Mas apenas Elladan pareceu notar que ele estava silencioso e que não desapareceu no meio do dia como era seu costume. Ficou por toda a manhã com eles, preparando armas e suprimentos para sua viagem às fronteiras, até que o mais velho dos filhos de Elrond se cansasse de seu silêncio.

— O que pensa que está fazendo? — Indagou. Aragorn o olhou sem entender exatamente a que ele se referia. Estava amolando algumas flechas.

— Não parece óbvio?

— Não falo disso. Me refiro ao fato de estar aqui o dia todo. Você não deveria... Sei lá, ir falar com Arwen antes de partir?

Ele baixou o olhar para as flechas novamente.

— Não, eu acho que não conseguiria me despedir dela.

— Não pode ser tão dramático assim. — Bufou. — Está sóbrio?

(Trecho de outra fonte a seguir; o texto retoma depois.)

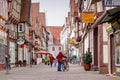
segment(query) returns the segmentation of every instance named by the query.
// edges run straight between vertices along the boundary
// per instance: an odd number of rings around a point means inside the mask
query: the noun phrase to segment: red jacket
[[[50,56],[50,62],[53,62],[53,60],[55,60],[55,58],[53,56]]]
[[[62,61],[62,58],[67,58],[67,57],[64,56],[64,55],[62,54],[62,52],[59,52],[56,58],[58,59],[58,62],[61,62],[61,61]]]

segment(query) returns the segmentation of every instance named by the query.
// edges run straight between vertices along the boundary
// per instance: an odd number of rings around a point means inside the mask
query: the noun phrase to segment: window
[[[61,47],[59,47],[59,50],[61,50]]]
[[[120,65],[120,32],[115,35],[115,55],[116,65]]]
[[[55,51],[55,47],[52,47],[52,51]]]

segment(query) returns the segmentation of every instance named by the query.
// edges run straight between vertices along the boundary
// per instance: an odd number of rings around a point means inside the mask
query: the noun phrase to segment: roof
[[[53,35],[53,38],[60,39],[60,33],[62,31],[62,26],[47,26],[47,31],[51,32]]]
[[[30,6],[31,6],[31,0],[21,1],[21,13],[20,13],[21,22],[30,20]]]

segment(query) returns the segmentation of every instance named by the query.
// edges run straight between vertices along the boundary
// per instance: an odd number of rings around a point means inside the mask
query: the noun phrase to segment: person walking
[[[10,65],[10,55],[6,54],[5,55],[5,67],[6,67],[6,73],[9,73],[9,70],[11,70],[11,65]]]
[[[56,59],[58,60],[58,67],[57,70],[61,71],[61,65],[62,65],[62,59],[63,58],[67,58],[66,56],[63,55],[63,53],[60,51],[56,57]]]
[[[53,57],[52,54],[50,54],[50,66],[52,67],[53,65],[53,61],[55,60],[55,58]]]

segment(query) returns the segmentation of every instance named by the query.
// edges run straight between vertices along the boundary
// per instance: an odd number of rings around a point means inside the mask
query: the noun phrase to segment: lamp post
[[[6,55],[9,55],[9,29],[11,27],[11,22],[7,21],[5,23],[6,29],[7,29],[7,53]],[[8,58],[8,57],[7,57]],[[10,58],[10,57],[9,57]],[[6,73],[9,73],[9,69],[10,69],[10,62],[8,61],[8,59],[6,60]]]

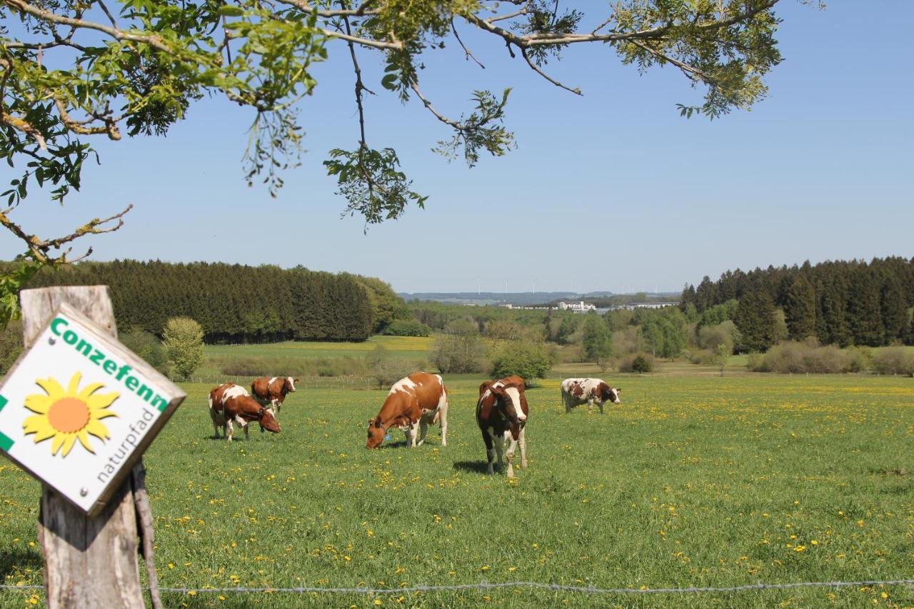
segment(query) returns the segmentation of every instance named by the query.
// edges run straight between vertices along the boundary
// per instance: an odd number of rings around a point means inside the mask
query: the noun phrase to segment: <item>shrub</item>
[[[549,354],[543,343],[513,340],[506,343],[492,365],[492,376],[515,374],[529,381],[543,379],[549,371]]]
[[[203,328],[190,317],[165,322],[162,347],[176,380],[186,380],[203,363]]]
[[[455,320],[449,323],[444,331],[446,334],[435,339],[429,354],[431,363],[440,372],[484,372],[489,369],[485,345],[475,323]]]
[[[396,319],[381,330],[388,337],[427,337],[430,332],[431,328],[415,319]]]
[[[750,370],[781,374],[835,374],[858,370],[859,366],[854,354],[833,346],[818,347],[814,340],[781,343],[749,360]]]
[[[377,382],[378,388],[389,387],[410,372],[415,372],[422,368],[409,359],[390,355],[380,345],[365,356],[365,363]]]
[[[22,354],[22,322],[11,321],[0,330],[0,372],[6,372]]]
[[[914,376],[914,352],[903,347],[880,349],[873,358],[873,368],[879,374]]]
[[[739,342],[739,330],[736,324],[727,320],[717,326],[705,326],[698,328],[698,347],[708,351],[714,351],[717,345],[723,343],[733,352],[733,347]]]
[[[710,349],[698,349],[689,356],[689,361],[700,366],[709,366],[715,362],[716,354]]]
[[[166,373],[168,362],[165,360],[165,353],[154,334],[134,326],[119,335],[118,339],[156,370],[163,374]]]
[[[653,372],[654,369],[654,356],[649,353],[636,353],[619,362],[620,372]]]

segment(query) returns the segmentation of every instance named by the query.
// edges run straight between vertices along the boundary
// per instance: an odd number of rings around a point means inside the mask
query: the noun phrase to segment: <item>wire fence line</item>
[[[703,593],[739,593],[749,590],[787,590],[791,588],[845,588],[848,586],[875,585],[914,585],[914,579],[908,580],[864,580],[860,582],[791,582],[787,583],[748,583],[739,586],[689,586],[687,588],[597,588],[595,586],[574,586],[563,583],[542,583],[539,582],[504,582],[500,583],[455,583],[442,585],[417,585],[405,588],[323,588],[299,586],[295,588],[159,588],[161,593],[186,594],[198,593],[286,593],[286,594],[395,594],[428,592],[460,592],[465,590],[496,590],[500,588],[530,588],[555,592],[580,593],[585,594],[688,594]],[[37,590],[41,585],[0,584],[5,590]]]

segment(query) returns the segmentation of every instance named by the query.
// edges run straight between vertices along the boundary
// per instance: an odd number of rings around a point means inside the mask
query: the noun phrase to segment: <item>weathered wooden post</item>
[[[44,483],[48,606],[143,606],[139,534],[160,607],[141,459],[186,394],[117,342],[107,286],[20,302],[26,352],[0,386],[0,448]]]

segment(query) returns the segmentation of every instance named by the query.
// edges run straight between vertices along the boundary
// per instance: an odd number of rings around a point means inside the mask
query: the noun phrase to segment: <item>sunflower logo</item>
[[[66,391],[52,378],[37,379],[36,384],[47,395],[33,393],[26,398],[26,408],[36,414],[26,419],[22,427],[27,435],[35,434],[35,443],[54,438],[51,454],[57,454],[63,447],[61,456],[67,456],[78,438],[83,448],[94,454],[88,434],[100,440],[111,437],[108,428],[100,420],[117,416],[107,409],[120,393],[96,395],[95,392],[104,387],[103,383],[93,383],[80,391],[81,378],[80,372],[74,374]]]

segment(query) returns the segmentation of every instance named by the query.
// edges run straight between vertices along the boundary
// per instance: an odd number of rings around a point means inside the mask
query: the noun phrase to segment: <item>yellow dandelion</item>
[[[26,398],[26,408],[36,414],[26,419],[22,427],[27,435],[35,434],[35,443],[54,438],[51,454],[57,454],[63,448],[60,455],[67,456],[77,440],[87,451],[95,453],[89,443],[88,434],[102,441],[111,437],[108,428],[100,420],[117,416],[107,409],[120,394],[96,395],[95,392],[104,386],[102,383],[92,383],[80,391],[81,378],[80,372],[75,373],[66,390],[52,378],[37,379],[36,384],[47,395],[33,393]]]

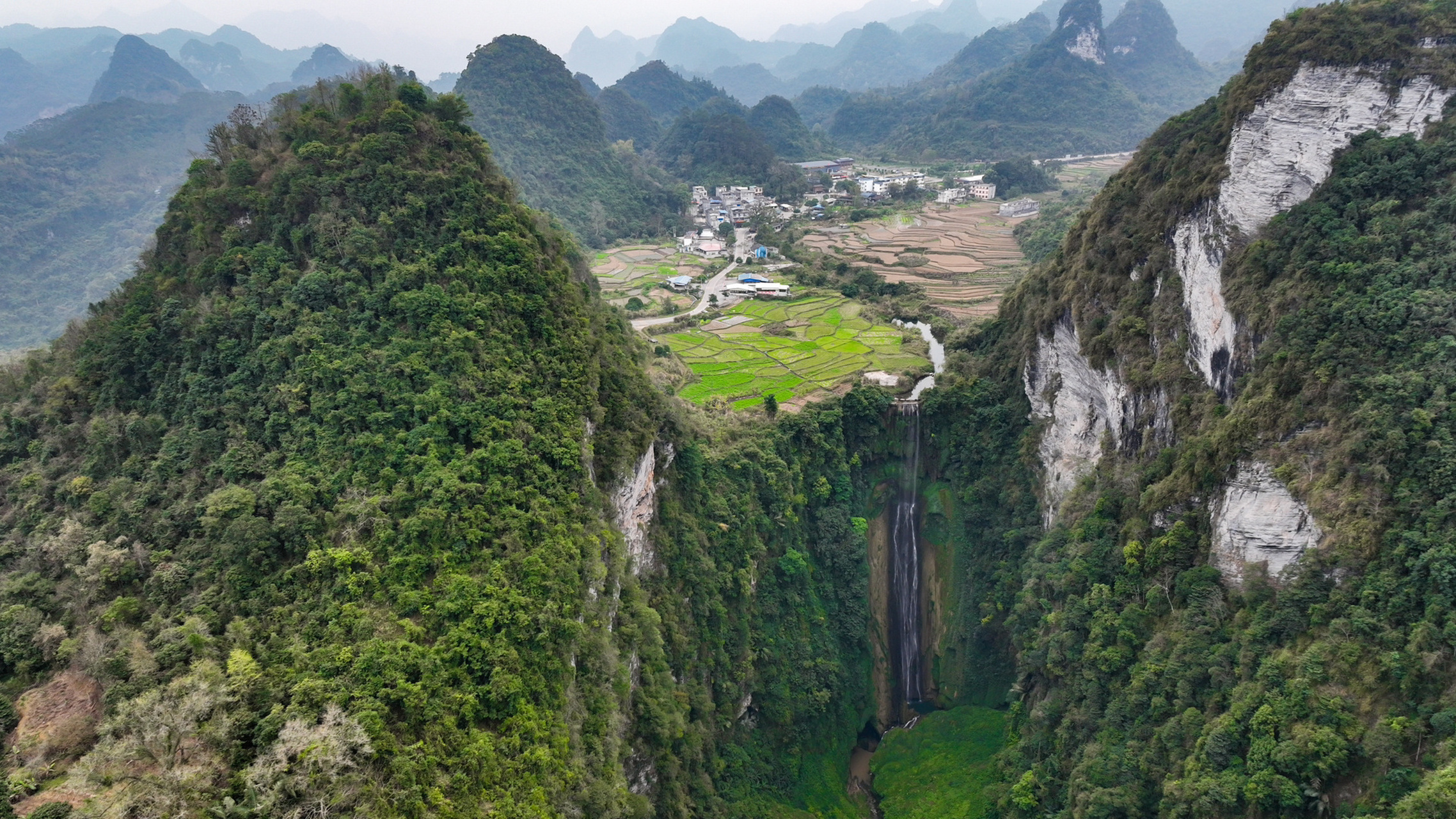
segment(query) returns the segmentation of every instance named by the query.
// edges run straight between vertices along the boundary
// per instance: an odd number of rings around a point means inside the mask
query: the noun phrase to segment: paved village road
[[[722,270],[722,273],[719,273],[718,275],[709,278],[708,284],[703,284],[703,297],[697,300],[697,305],[695,305],[692,310],[687,310],[686,313],[671,315],[671,316],[652,316],[649,319],[632,319],[632,329],[646,329],[649,326],[657,326],[657,325],[661,325],[661,324],[673,324],[673,319],[677,319],[678,316],[683,316],[683,315],[696,316],[696,315],[705,313],[705,312],[708,312],[708,306],[709,306],[708,305],[708,297],[712,296],[712,294],[715,294],[715,293],[718,294],[718,303],[722,305],[727,300],[724,297],[724,294],[722,294],[724,284],[727,284],[727,281],[728,281],[728,274],[731,274],[737,267],[738,267],[738,262],[732,262],[731,265],[725,267]]]

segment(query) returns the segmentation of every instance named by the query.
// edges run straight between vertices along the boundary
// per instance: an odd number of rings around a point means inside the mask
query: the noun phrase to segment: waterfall
[[[920,654],[920,402],[898,402],[904,420],[904,471],[890,522],[890,647],[906,704],[925,695]]]

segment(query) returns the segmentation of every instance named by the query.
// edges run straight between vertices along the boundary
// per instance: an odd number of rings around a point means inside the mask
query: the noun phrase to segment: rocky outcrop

— Seu pai me aconselhou a não fazer isso. — Esclareceu ele. — E está certo. Não posso.

Elladan assentiu e virou-se para sair, mas antes voltou e o encarou com tamanha seriedade, que ele teve dúvidas se não era o próprio Elrond em sua frente.

— Sabe que sou seu amigo, não é? — Ele concordou. — Ótimo. Mas saiba que se fizer minha irmã sofrer, eu vou te jogar de um penhasco. O mais alto que eu achar.

— Anh... Elladan?

— Eu quero que levante a droga da sua bunda daí e vá falar com ela. — Ele ficou parado o encarando. — Agora.